1 Comment on "Bloomberg Businessweek: A More Nuanced Approach to Discussing Nuance Please"

  1. Susan Travis | August 6, 2017 at 1:39 am |

    Just one point on the amazing innovation of Nuance. Voice recognition software requires “training”, and that requires human beings to correct the many mistakes made by even the Cadillac of VR software. Every time it’s corrected by a human, the software “learns” what that doctor is saying, so over time and repetitive corrections the VR drafts are adequate. When the humans working on hospital X have sufficiently trained the software to recognize all the doctors at hospital X, that account suddenly has no more work available to the humans that trained the software. Where does it go?
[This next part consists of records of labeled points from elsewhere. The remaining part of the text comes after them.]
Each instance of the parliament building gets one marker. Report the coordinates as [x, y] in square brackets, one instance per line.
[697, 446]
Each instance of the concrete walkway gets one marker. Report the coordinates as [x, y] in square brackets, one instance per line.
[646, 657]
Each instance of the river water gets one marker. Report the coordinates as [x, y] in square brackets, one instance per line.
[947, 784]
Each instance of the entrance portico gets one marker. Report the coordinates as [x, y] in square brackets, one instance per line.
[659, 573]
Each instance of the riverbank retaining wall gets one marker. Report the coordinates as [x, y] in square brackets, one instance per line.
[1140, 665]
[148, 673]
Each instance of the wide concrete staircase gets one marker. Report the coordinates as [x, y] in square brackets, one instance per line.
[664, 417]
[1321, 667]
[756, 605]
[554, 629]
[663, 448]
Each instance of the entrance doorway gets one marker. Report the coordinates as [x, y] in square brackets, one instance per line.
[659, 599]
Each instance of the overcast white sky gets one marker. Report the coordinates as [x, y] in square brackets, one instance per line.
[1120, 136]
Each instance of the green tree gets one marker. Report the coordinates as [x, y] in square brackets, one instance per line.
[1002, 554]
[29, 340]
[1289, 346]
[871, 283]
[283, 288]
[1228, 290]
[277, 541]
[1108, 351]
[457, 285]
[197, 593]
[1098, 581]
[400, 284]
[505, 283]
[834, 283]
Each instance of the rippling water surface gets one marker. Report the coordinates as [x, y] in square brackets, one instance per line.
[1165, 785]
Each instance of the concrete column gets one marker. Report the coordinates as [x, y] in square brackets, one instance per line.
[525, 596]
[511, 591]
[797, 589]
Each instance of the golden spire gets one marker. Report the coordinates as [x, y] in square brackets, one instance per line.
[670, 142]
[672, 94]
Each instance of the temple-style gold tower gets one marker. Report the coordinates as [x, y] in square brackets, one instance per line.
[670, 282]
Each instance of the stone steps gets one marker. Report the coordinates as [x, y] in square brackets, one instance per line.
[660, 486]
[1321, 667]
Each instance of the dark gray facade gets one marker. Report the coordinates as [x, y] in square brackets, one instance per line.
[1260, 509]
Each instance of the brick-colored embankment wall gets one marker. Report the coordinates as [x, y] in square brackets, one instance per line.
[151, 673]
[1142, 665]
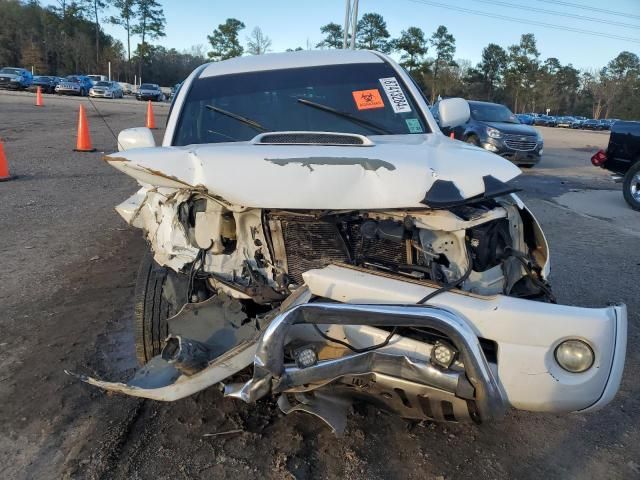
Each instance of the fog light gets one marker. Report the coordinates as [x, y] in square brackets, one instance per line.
[490, 147]
[305, 357]
[443, 354]
[574, 356]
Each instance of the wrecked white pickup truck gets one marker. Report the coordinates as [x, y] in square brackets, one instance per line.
[315, 237]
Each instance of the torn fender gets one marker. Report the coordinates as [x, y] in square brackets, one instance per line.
[158, 380]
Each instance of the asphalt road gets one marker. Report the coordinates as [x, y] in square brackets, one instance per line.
[68, 267]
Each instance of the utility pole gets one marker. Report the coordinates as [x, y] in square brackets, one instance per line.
[350, 23]
[354, 24]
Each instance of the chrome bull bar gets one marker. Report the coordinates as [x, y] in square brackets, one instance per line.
[271, 376]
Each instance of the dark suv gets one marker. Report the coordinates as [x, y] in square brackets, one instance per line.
[622, 158]
[495, 128]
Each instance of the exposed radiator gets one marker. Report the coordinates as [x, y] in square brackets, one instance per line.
[310, 243]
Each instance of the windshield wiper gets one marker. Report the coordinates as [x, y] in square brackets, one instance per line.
[240, 118]
[365, 123]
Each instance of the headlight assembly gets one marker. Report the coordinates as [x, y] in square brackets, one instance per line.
[494, 133]
[574, 356]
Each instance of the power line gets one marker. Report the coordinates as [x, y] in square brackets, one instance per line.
[529, 22]
[561, 14]
[593, 9]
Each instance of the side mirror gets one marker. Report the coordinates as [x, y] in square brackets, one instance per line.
[453, 112]
[139, 137]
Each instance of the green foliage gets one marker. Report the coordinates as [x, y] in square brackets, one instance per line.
[334, 36]
[492, 67]
[125, 18]
[372, 33]
[445, 46]
[224, 41]
[258, 43]
[413, 45]
[54, 41]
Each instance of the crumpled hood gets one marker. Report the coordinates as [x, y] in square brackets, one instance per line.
[400, 171]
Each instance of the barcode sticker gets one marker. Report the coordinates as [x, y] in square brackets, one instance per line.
[396, 96]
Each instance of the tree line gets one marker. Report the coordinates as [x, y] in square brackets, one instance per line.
[516, 76]
[68, 38]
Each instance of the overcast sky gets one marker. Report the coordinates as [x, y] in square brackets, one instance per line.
[291, 23]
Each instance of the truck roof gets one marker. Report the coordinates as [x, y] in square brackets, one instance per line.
[277, 61]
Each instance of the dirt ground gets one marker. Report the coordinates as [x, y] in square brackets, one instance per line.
[67, 271]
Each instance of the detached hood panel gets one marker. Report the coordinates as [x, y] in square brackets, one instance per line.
[396, 172]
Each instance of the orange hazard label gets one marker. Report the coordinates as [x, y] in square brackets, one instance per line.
[366, 99]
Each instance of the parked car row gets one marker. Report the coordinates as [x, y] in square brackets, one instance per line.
[576, 122]
[81, 85]
[495, 128]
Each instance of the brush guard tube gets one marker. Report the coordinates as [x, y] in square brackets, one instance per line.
[271, 376]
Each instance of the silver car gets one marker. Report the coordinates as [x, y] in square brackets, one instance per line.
[106, 90]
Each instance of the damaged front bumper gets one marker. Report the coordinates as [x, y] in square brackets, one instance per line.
[401, 375]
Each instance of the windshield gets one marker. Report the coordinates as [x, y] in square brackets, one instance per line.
[299, 99]
[492, 112]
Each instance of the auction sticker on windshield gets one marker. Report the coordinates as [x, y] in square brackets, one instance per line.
[399, 102]
[366, 99]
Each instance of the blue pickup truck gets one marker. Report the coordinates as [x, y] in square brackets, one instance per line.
[15, 78]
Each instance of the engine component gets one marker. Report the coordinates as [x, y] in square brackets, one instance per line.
[188, 356]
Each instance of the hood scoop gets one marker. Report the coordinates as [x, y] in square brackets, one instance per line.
[312, 138]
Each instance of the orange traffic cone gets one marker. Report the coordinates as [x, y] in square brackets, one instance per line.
[4, 166]
[39, 102]
[151, 122]
[84, 139]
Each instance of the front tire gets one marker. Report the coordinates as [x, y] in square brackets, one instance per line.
[155, 301]
[631, 186]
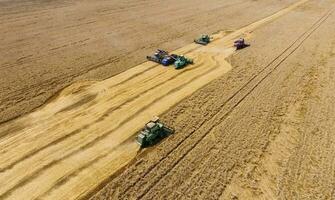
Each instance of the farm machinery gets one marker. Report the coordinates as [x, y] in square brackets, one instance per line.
[240, 44]
[203, 40]
[153, 132]
[164, 58]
Maybe to the thousands of transcriptions employed by Nuance in India. Good business sense; they work for less money, therefore increasing the bottom line. Now, for the humans who trained the software for hospital X, they’re assigned a new completely untrained account and the cycle repeats itself. They still have work and Nuance makes money for the employees and investors. Here’s the fly in the ointment; the humans that train the software in the United States are paid BY THE LINE. That’s right, 4 cents per line regardless of their years of experience, how long they’ve been with the company, college degrees, etc. So, whereas they may have worked their way up to $15 an hour after training hospital X software for many months, they are rewarded with a new account in a new city with new account specifics, new doctors and VR drafts that accurately recreates about 50% of what the doctor dictates, for which they might make minimum wage. Check the ratings for Nuance on Glassdoor.com or read some of the real-life experiences of their employees on MTStars.com before you pat them on the back for a job well done or start feeling sorry for them because they were beat up in an article. Words do matter, but they’re just words, and Nuance deserves so much worse than that for their years of abuse to the dedicated men and women who work very hard to create safe, accurate medico-legal documents when their fellow Americans have the misfortune of ending up in a hospital.